“Very good, Charley; but I’m sick; and I very much fear that I’ve caught this confounded typhus.”
The next day being that on which the trial took place, he rose not from his bed; and when the time appointed for meeting Travers came he was not at all in anything of an improved condition. His gig was got ready, however, and, accompanied by Hanlon, he drove to the agent’s office.
Travers was a quick, expert man of business, who lost but little time and few words in his dealings with the world. He was clear, rapid, and decisive, and having once formed an opinion, there was scarcely any possibility in changing it. This, indeed, was the worst and most impracticable point about him; for as it often happened that his opinions were based upon imperfect or erroneous data, it consequently followed that his inflexibility was but another name for obstinacy, and not unfrequently for injustice.
As Henderson entered the office, he met our friend the pedlar and old Dalton going out.
“Dalton,” said Travers, “do you and your friend stay in the next room; I wish to see you again before you go. How do you do, Henderson?”
“I am not well,” replied Henderson, “not at all well; but it won’t signify.”
“How is your father?”
“Much as usual: I wonder he didn’t call on you.”
“No, he did not, I suppose he’s otherwise engaged—the assizes always occupy him. However, now to business, Mr. Henderson;” and he looked inquiringly at Dick, as much as to say, I am ready to hear you.
“We had better see, I think,” proceeded Dick, “and make arrangements about these new leases.”
“I shall expect to be bribed for each of them, Mr. Richard.”
“Bribed!” exclaimed the other, “ha, ha, ha! that’s good.”
“Why, do you think there’s anything morally wrong or dishonorable in a bribe?” asked the other, with a very serious face.
“Come, come, Mr.
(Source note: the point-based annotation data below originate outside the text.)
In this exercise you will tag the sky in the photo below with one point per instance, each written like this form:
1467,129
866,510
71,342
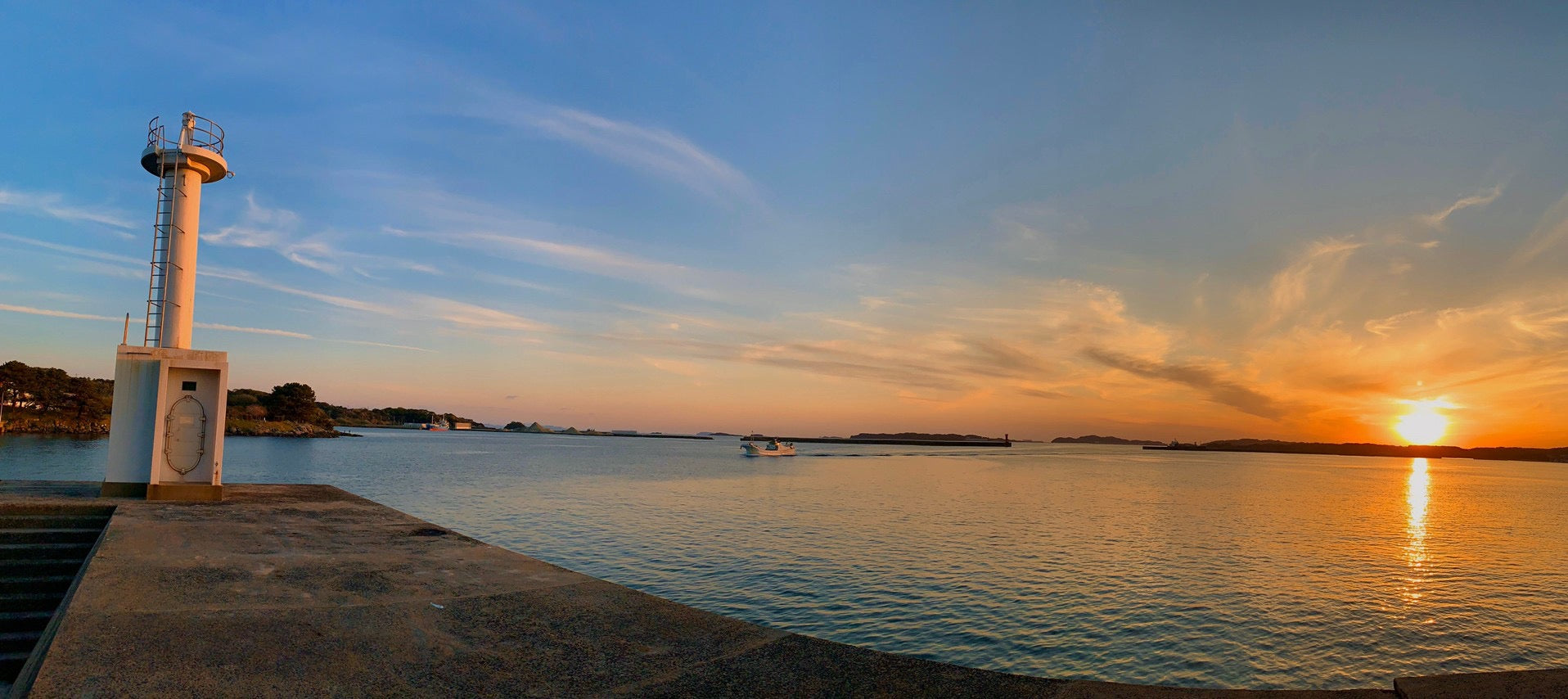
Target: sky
1148,220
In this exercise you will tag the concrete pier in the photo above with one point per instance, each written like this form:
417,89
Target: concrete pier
308,589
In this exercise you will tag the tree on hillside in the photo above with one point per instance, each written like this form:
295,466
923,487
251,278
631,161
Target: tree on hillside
294,402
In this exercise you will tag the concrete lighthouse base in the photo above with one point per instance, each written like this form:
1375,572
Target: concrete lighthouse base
165,438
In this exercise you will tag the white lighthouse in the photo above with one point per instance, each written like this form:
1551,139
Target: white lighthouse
167,426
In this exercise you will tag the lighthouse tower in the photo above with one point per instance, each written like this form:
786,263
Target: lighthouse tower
167,428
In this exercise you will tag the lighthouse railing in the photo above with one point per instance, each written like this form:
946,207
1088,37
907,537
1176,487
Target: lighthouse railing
205,133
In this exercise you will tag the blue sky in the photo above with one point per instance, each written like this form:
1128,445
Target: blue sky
1195,221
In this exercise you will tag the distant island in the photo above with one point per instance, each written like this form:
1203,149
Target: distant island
1098,440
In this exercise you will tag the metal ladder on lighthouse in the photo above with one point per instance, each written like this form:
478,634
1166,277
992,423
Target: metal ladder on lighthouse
164,229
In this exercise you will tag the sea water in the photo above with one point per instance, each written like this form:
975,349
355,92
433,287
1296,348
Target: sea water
1179,568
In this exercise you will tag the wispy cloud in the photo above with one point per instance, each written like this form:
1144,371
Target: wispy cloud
56,313
54,205
325,298
282,231
255,331
1479,200
210,327
74,251
1203,378
381,345
1311,272
471,315
650,149
597,260
1549,231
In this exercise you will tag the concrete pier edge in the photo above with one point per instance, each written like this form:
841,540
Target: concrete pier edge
309,589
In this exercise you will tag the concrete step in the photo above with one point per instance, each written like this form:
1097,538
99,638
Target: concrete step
39,566
54,534
46,521
18,642
35,584
24,621
11,665
13,552
30,601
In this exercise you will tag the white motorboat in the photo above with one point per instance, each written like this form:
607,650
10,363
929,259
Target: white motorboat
773,449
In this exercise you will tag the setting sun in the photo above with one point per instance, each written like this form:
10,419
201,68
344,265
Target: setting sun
1424,423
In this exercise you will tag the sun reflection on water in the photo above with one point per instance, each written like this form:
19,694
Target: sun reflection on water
1417,496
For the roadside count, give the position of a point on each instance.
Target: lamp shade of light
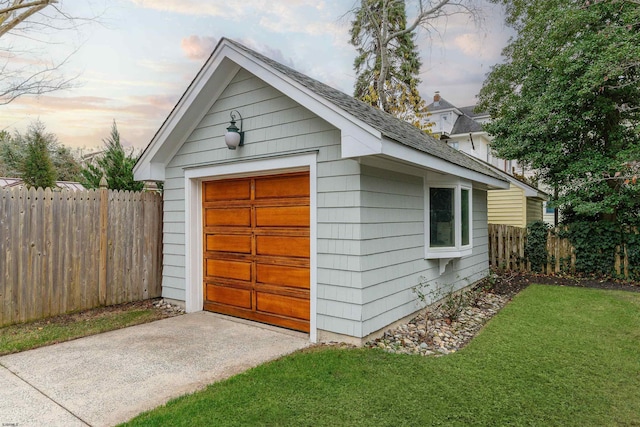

Travers,” said Dick, “a joke’s a joke; only don’t put so grave a face on you when you ask such a question. However, as you say yourself, now to business—about these leases.”
“I trust,” continued Travers, “that I am both an honest man and a gentleman, yet I expect a bribe for every lease.”
“Well, then,” replied Henderson, “it is not generally supposed that either an honest man or a gentleman—”
“Would take a bribe?—eh?”
“Well, d—n it, no; not exactly that either; but come, let us understand each other. If you will be wilful on it, why a wilful man, they say, must have his way. Bribery, however—rank bribery—is a—”
“Crime to which neither an honest man nor a gentleman would stoop. You see I anticipate what you are about to say; you despise bribery, Mr. Henderson?”
“Sir,” replied the other, rather warmly, “I trust that I am a gentleman and an honest man, too.”
“But still, a wilful man, Mr. Henderson must have his way, you know. Well, of course, you are a gentleman and an honest man.”